The pool at Te Huruhi Primary School has been closed all summer and the opening date remains uncertain.
School board of trustees chairperson Kevin Glover says repairs that were meant to take place during the summer holidays have been delayed, due to poor weather slowing down the contractor’s work schedule.
The pool was meant to be ready to use from 1 February when children returned to school, but could still be closed for several weeks.
Although it’s “disappointing” that the pool is not currently available for the island’s children to learn to swim in, repairs on cracks in the bottom of the pool need to be carried out, says Mr Glover.
“There were some pretty big cracks.

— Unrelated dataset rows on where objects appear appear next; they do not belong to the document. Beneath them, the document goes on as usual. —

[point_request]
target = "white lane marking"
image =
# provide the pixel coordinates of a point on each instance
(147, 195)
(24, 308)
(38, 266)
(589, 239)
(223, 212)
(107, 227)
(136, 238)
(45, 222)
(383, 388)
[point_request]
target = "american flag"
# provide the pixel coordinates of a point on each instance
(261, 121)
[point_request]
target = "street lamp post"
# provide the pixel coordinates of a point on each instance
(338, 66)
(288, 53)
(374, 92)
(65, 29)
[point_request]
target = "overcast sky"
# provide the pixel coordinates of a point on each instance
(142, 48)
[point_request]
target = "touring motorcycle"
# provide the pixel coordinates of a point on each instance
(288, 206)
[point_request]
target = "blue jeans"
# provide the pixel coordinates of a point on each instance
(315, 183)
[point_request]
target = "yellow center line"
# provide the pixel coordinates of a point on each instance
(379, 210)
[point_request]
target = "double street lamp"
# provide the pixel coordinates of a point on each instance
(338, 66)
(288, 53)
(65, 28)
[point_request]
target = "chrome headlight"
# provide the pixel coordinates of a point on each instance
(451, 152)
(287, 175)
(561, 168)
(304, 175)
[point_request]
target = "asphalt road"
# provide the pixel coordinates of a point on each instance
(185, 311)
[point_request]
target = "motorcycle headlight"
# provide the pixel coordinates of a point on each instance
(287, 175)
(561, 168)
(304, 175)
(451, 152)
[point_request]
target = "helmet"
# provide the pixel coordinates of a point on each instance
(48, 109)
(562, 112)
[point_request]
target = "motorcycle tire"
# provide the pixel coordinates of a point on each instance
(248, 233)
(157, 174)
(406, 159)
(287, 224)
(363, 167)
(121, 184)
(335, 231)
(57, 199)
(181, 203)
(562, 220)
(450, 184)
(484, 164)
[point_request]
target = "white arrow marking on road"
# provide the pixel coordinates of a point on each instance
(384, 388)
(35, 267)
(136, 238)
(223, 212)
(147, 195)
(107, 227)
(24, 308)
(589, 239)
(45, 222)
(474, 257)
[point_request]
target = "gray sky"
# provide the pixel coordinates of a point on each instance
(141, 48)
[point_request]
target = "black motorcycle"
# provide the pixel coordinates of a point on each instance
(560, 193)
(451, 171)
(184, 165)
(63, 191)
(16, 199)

We had them assessed and decided we needed to do some serious work on it, rather than just papering over the cracks.
“We wanted to do the job properly,” he says.
The school wants the pool to be opened as soon as possible, because it is usually used by its pupils and students from Waiheke Primary School for lessons in February.
The pool closure has also been disappointing for Swimgym Waiheke, which usually offers public swimming lessons and training for competitive swimmers between November and April.
More than 400 children aged from babies to teenagers take Swimgym classes on the island each year and Swimgym also runs lessons for the island’s primary school students.
Plans to run free Whanau Nui water safety courses and boot camps have also had to be abandoned.
Swimgym Waiheke teacher Cara Tahapehi says the lack of a pool on the island so far this summer demonstrates the urgent need for a new community pool for the island.
“There are going to be ongoing issues with Te Huruhi Primary’s pool, because it’s past its lifespan,” she says.
Mrs Tahapehi would love to see a covered pool built on the island, so that swimmers could take lessons and train all year round, but says a less expensive pool that could be used from October to April would fill a serious need in the community.
While swimming lessons are important to prevent drowning, they also improve children’s independence and self-confidence, and swimming can be important in older people’s rehabilitation, health and wellbeing, she says.
About 25 competitive swimmers who usually train daily at the school pool have been waiting for it to open, but are now likely to start training at the Tepid Baths in Auckland city.
“It’s expensive, so they can only go once a week.
“They won’t be competing this year – it’s such a shame,” says Mrs Tahapehi.